Sodium tetrafluoroborate is an inorganic compound with formula NaBF4. It is a salt that forms colorless or white orthorhombic crystals.

Sodium tetrafluoroborate is used in some fluxes used for brazing and to produce boron trifluoride.

==Preparation==
Sodium tetrafluoroborate can be prepared by neutralizing tetrafluoroboric acid with sodium carbonate or sodium hydroxide.

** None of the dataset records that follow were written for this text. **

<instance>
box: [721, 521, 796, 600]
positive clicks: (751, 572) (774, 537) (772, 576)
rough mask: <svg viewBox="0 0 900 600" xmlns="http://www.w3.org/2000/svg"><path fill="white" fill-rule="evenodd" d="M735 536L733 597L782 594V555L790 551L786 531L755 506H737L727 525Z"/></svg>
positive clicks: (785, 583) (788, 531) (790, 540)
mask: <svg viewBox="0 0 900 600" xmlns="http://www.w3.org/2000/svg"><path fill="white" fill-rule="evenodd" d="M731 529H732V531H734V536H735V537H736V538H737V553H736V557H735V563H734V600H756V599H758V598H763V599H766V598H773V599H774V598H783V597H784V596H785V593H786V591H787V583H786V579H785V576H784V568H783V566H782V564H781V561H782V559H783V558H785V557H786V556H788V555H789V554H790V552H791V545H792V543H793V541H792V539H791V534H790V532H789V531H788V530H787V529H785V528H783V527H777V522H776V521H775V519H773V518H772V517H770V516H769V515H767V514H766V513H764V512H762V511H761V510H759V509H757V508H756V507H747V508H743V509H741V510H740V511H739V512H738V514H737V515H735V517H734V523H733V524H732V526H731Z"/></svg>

NaOH + HBF4 -> NaBF4 + H2O
Na2CO3 + 2 HBF4 -> 2 NaBF4 + H2O + CO2

Alternatively the chemical can be synthesized from boric acid, hydrofluoric acid, and sodium carbonate:

2 H3BO3 + 8 HF + Na2CO3 -> 2 NaBF4 + 7 H2O + CO2

==Reactions and uses==
On heating to its melting point, sodium tetrafluoroborate decomposes to sodium fluoride (NaF) and boron trifluoride (BF3):

NaBF4 -> NaF + BF3

It is a source of tetrafluoroborate anion, which is used in organic chemistry for the preparation of salts. Sodium tetrafluoroborate can be used for synthesis of ionic liquids, where tetrafluoroborate is the anion.